I have a crate on github that allows you to use an external process as an iterator (adaptor or consuer).

My purpose in this announcement is to

  • share code that may be useful for others
  • gain acknowledgement that this kind of functionality belongs in the rust standard library or some place where it will be well maintained
  • gather feedback on how to implement error handling

To the last point: there is a fundamental problem of handling errors that come up (on separate threads managing input/ouput) while streaming data on the main thread. Any pointers on existing techniques for handling this in Rust are most welcome.

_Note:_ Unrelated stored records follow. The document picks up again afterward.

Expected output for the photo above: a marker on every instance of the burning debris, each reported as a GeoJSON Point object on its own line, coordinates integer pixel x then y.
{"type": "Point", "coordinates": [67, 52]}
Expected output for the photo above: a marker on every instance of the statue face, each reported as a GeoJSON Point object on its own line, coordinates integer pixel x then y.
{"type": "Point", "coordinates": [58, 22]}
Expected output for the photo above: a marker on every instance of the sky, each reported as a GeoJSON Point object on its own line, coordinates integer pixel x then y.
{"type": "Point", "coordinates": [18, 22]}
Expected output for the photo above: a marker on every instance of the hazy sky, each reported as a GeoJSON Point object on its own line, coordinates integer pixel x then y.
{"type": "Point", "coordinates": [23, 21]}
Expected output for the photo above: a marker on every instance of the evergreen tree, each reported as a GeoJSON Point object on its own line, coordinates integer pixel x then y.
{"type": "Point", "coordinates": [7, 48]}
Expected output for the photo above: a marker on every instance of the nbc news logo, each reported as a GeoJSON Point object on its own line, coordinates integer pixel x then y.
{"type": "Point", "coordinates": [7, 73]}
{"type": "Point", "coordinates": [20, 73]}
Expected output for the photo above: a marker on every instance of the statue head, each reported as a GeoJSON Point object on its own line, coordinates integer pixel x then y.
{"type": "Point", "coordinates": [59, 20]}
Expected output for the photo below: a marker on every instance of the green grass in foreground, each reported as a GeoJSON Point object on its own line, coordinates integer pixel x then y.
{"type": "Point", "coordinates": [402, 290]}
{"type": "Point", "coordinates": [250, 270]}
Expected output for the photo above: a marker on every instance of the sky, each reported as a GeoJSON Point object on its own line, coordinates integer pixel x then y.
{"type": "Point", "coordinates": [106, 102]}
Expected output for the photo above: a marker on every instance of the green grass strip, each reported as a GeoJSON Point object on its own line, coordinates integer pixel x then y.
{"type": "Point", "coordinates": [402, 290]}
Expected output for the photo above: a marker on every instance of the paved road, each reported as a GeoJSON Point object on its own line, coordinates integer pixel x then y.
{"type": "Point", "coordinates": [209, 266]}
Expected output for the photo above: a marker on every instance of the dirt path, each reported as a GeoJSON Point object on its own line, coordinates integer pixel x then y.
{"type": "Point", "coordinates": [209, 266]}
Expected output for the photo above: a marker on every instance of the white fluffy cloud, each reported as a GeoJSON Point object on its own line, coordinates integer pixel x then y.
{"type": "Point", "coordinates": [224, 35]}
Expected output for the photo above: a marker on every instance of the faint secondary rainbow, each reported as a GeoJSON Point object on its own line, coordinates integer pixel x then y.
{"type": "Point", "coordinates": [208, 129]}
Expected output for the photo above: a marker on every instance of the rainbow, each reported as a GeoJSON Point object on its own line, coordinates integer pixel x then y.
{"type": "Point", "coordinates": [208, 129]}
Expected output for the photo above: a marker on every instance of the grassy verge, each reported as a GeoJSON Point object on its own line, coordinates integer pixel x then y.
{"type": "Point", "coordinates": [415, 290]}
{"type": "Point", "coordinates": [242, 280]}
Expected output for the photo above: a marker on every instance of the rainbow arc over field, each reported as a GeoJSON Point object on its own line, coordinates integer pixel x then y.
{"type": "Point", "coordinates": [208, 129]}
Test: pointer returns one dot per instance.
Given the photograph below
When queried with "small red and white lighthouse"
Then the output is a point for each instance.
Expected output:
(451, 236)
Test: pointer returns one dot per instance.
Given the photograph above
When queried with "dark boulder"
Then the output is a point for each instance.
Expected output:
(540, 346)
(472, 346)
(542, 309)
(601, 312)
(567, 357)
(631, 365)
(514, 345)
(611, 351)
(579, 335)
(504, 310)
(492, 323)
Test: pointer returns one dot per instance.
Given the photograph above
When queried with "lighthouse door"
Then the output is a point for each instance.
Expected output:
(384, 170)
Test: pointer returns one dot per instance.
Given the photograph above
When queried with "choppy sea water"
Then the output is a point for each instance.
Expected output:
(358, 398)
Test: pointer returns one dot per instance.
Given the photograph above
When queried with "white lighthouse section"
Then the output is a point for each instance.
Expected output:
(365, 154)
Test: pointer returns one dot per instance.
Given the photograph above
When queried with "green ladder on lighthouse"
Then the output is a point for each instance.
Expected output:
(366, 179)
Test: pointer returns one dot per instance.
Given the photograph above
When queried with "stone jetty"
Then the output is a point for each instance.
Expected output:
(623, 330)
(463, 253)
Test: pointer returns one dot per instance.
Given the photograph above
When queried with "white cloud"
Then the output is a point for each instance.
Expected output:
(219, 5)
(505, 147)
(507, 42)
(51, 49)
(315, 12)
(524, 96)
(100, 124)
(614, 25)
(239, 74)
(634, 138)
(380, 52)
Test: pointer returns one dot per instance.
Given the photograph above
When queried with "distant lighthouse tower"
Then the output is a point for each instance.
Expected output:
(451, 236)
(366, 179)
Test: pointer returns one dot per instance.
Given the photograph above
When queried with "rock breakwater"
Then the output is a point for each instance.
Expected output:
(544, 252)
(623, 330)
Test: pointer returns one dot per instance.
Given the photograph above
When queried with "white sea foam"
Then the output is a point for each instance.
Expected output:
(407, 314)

To see how the code works, take a look at the test suite:

Some background on the usefulness of this functionality: I am comparing a Rust re-implementation to its Python original. My Rust program was more than 2x slower than the Python version.The rust code used a simple flate2 encoder/decoder. The Python code streamed data through the pigz compression tool. Streaming through pigz allows the Pyhon to use multiple cores (pigz itself uses multiple cores, plus Python code can run while pigz is running).

After writing this library and using an external pigz process in my Rust program, Rust was around 2x faster than the Python code. That number is not particularly impressive for Rust, but in this case almost all of the hard work of this program (Python or Rust) is done by external programs so there isn’t a whole lot for Rust to improve upon.